Proprio mentre la cerimonia raggiungeva quel momento fragile e sospeso, le porte della chiesa si aprirono improvvisamente.
Il secco ticchettio dei tacchi echeggiò sul pavimento di marmo: troppo forte, troppo freddo, completamente fuori luogo.
Mi voltai.
Mio genero, Ethan Caldwell, entrò ridendo.
Non lentamente. Non con rispetto. Non fingendo nemmeno di essere in lutto. Percorse la navata come se stesse arrivando a una festa, non a un funerale.
Indossava un abito impeccabile e i capelli erano acconciati con cura. Al suo braccio c'era una giovane donna con un vistoso abito rosso, che sorrideva con una certa sicurezza per una persona in piedi davanti a una bara.
La stanza tremò.
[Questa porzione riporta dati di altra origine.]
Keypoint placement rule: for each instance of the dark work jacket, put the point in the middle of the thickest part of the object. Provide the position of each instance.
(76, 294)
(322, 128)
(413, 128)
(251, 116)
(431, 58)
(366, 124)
Si diffusero dei sussurri. Qualcuno sussultò. Persino il prete si interruppe a metà frase.
A Ethan non importava.
"Il traffico in centro è terribile", disse con noncuranza, come se fosse appena entrato in un brunch.
La donna accanto a me si guardò intorno con curiosità, come se stesse esplorando un luogo nuovo. Mentre mi passava accanto, rallentò il passo, quasi come se volesse offrirmi conforto.